También ha tenido experiencias positivas en las que el cliente le da las gracias, muchas y sinceras, por su labor, como hace un par de días, cuando llevó un móvil nuevo a una casa cuyo inquilino estaba incomunicado: su teléfono se había estropeado y además no podía hablar con un familiar que no vive con él.
"No se creía que le iba a llegar el móvil. Te motiva, piensas que estamos poniendo un granito de arena", confiesa, un tanto resignado a una situación que describe como "muy rara".
Él todavía tiene trabajo, aunque bastante menos que hace apenas solo una semana porque los envíos a empresas se han frenado en seco, y ya solo sirven a particulares que han dejado de comprar muchas cosas, ropa por ejemplo.

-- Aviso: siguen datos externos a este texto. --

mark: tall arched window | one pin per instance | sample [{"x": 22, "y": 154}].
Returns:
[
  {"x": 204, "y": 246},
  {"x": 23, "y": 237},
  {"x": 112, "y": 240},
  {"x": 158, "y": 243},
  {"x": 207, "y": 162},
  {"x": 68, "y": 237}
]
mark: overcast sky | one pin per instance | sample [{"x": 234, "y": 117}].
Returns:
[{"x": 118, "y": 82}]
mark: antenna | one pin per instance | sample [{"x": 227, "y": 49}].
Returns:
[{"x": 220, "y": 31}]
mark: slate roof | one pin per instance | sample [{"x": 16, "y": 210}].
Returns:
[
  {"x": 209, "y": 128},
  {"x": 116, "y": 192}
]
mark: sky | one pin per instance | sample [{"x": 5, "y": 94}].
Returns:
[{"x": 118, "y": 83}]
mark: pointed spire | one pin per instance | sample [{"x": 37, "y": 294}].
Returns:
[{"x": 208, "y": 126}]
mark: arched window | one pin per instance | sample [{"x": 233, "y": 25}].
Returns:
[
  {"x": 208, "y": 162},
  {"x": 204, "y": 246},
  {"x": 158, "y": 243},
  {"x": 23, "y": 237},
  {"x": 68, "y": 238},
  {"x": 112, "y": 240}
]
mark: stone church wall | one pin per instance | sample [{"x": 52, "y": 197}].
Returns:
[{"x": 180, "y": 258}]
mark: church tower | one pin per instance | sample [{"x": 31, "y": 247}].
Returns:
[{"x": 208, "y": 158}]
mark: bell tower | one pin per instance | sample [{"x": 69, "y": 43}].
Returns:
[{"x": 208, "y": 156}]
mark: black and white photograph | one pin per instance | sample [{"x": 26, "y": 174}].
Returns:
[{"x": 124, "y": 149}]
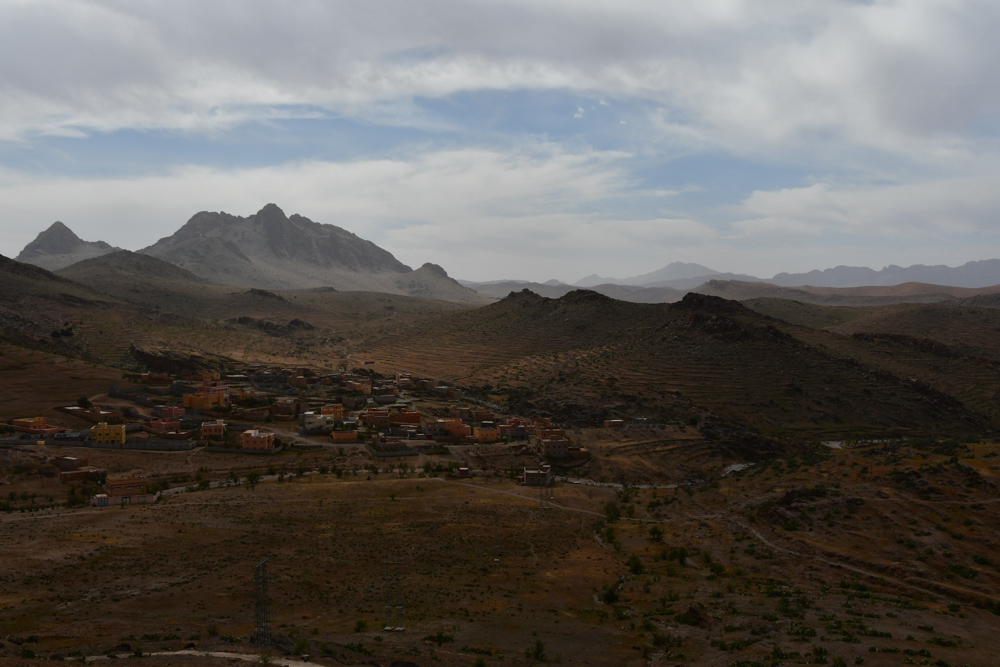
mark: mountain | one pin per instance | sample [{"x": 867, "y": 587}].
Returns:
[
  {"x": 629, "y": 293},
  {"x": 971, "y": 274},
  {"x": 140, "y": 279},
  {"x": 584, "y": 357},
  {"x": 672, "y": 271},
  {"x": 270, "y": 250},
  {"x": 852, "y": 296},
  {"x": 58, "y": 247}
]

A los empleados contratados por su compañía ya les están despidiendo e incluso hay autónomos como él que ya lo han dejado, por miedo, tras ver cómo la pandemia alcanzaba a algún familiar.
DE SUPERHÉROE A DESEMPLEADO
Leandro es técnico de una contrata que trabaja para varias compañías telefónicas y mientras instala internet y los servicios de televisión en un domicilio, cuenta a EFE que estos días está viviendo situaciones surrealistas, algunas parecidas a las de Juan Carlos.

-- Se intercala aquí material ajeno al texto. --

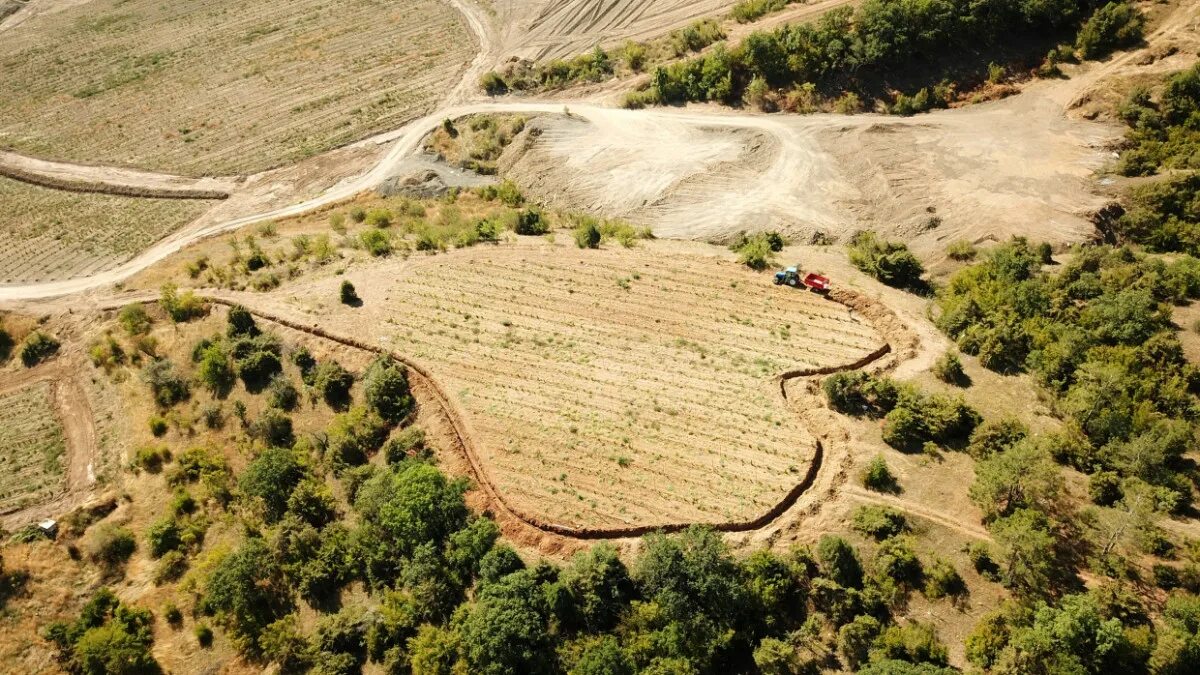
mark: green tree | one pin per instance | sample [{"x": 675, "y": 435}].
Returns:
[
  {"x": 599, "y": 586},
  {"x": 270, "y": 478},
  {"x": 246, "y": 590},
  {"x": 385, "y": 386}
]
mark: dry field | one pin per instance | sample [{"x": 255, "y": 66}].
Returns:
[
  {"x": 612, "y": 387},
  {"x": 31, "y": 447},
  {"x": 564, "y": 28},
  {"x": 219, "y": 87},
  {"x": 48, "y": 234}
]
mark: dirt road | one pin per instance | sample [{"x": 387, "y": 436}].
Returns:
[{"x": 1018, "y": 166}]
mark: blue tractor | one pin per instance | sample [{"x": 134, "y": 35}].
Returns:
[{"x": 790, "y": 276}]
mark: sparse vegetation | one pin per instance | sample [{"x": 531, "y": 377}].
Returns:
[
  {"x": 888, "y": 262},
  {"x": 37, "y": 347}
]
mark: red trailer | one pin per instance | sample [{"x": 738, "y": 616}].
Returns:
[{"x": 816, "y": 282}]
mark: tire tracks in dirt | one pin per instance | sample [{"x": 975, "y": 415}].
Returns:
[{"x": 73, "y": 412}]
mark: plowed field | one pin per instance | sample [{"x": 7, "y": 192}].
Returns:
[
  {"x": 615, "y": 387},
  {"x": 219, "y": 87},
  {"x": 31, "y": 447},
  {"x": 48, "y": 234}
]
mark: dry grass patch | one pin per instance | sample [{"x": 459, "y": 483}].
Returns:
[
  {"x": 48, "y": 234},
  {"x": 31, "y": 447},
  {"x": 219, "y": 87},
  {"x": 616, "y": 387}
]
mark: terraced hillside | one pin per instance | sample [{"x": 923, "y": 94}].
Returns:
[
  {"x": 217, "y": 87},
  {"x": 616, "y": 387}
]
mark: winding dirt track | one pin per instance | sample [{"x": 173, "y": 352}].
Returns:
[{"x": 505, "y": 509}]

Desde personas que viven solas y le entretienen hablando porque quieren seguir acompañados hasta clientes que habían encargado el servicio y después deciden no abrirle la puerta por miedo al contagio.
Equipado con una máscara, Leandro entra pidiendo permiso y explica cada movimiento: "Me voy a acercar un poco", avisa mientras se desplaza por la sala en busca de la conexión de fibra óptica.
Cuenta que, en general, está teniendo muchos menos encargos y eso le afecta, porque su empresa sólo le paga el plus de producción si hace cuatro servicios al día, y es casi imposible llegar a esa cifra en estos momentos.
Y desde que comenzó el confinamiento, cada visita está siendo para él una aventura. Hace unos días trabajaba en una fachada para enganchar una conexión cuando una vecina salió por la ventana y le exigió que se fuese para "no contagiarla".
Tampoco han faltado los "fanáticos religiosos" que le anuncian, dice, el fin del mundo, pero ha encontrado también mucha empatía. "En alguna casa me han tratado como a un superhéroe, una mujer me dio incluso un abrazo" saltándose todas las precauciones, asegura.
Y en estos días en los que se ha desplazado por Madrid, tiene una imagen clavada en la retina. La de una ciudad vacía en la que se ve más que nunca a las personas sin hogar. Muchos más de lo que pensamos, familias enteras incluso. "Antes eran invisibles, ahora no", advierte.
Durante la instalación, Leandro confiesa que está preocupado por su futuro laboral, porque sólo lleva tres meses en la empresa y teme que le despidan sin incluirle siquiera en un expediente temporal de empleo.
Horas después de este servicio, que será el último, recibe la llamada de su supervisor. Efectivamente se va a la calle.
Está triste, pero recuerda que otros compañeros sufrirán más que él, porque tienen hijos.
Ahora mira al futuro y a su cambio de vida, también personal. Porque a su mujer, trabajadora social, acaban de contratarla en un centro de acogida de inmigrantes en Ávila y tiene que trasladarse inmediatamente a esa ciudad. Como él ya no tiene un empleo que le ate a la capital, no lo duda y se irá con ella, por supuesto.
Lo que tiene claro es que no va a volver, por el momento, a su país, Argentina. Su madre se lo pide constantemente, pero él cree que su mujer -española- y él están mucho mejor aquí en estos momentos.